Via Jim Davila, Bruce Chilton on the gnostics. From the article:
“Neo-Gnosticism [is] a modern revival greatly encouraged by the discovery at Nag Hammadi. In co-opting these ancient sources, the neo-Gnostics are unlike their ancient counterparts. They want to embrace the earth, while Gnostics often shunned the earth; they don’t wish to be elitist, although many Gnostics claimed to be a class apart from humanity at large. Above all, neo-Gnostics want to insist on the gender-equality of women with men. Those are aims I happen to agree with, but you need to cherry-pick Gnostic sources and ignore a great deal of what they say to make that picture work as an account of the Nag Hammadi library.
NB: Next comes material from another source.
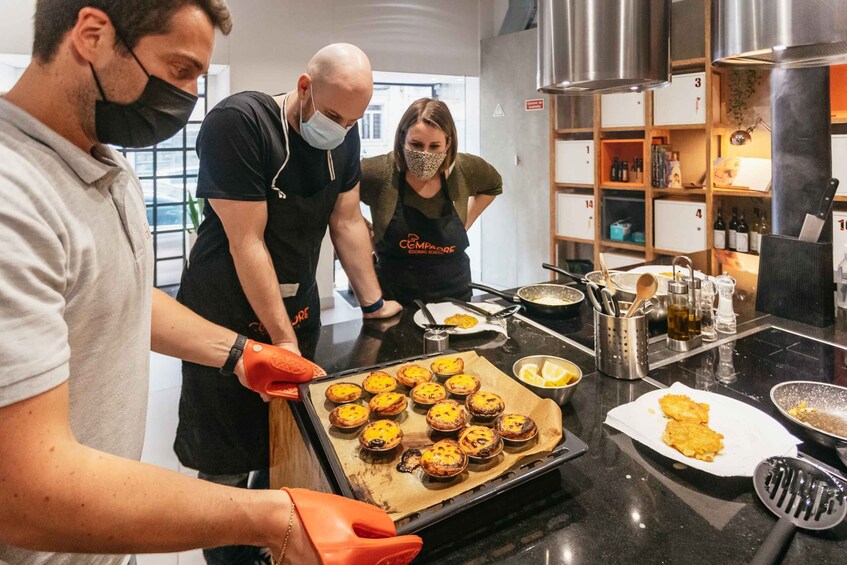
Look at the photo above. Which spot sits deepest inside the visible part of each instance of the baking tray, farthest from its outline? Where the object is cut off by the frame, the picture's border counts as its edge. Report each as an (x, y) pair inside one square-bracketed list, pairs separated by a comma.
[(570, 448)]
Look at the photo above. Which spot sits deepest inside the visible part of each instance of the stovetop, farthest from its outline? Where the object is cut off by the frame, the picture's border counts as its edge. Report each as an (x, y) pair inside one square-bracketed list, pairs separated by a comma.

“Gnosticism has yet to be evaluated in the light of its own sources because two prejudgments have stood in the way of fair reading. One prejudgment dismisses Gnostics as heretics, in the tradition of Cyril of Alexandria. The other imagines that, because Gnostics were repressed by the Orthodox, it must be that the Gnostics themselves embraced diversity. Neither of these pictures is plausible.”
Chilton covers dualistic (wisdom as an hysterical divinity) and non-dualistic (wisdom as divine personification attainable by believers) versions of ancient gnosticism, as well as radical revisionist (villains like Cain and the serpent turned into heroes, Jesus laughing from Gologotha, etc.) and neo-Platonic versions, any of which can intersect with the others. Point being to remind ourselves that ancient gnosticism was as complex as orthodoxy.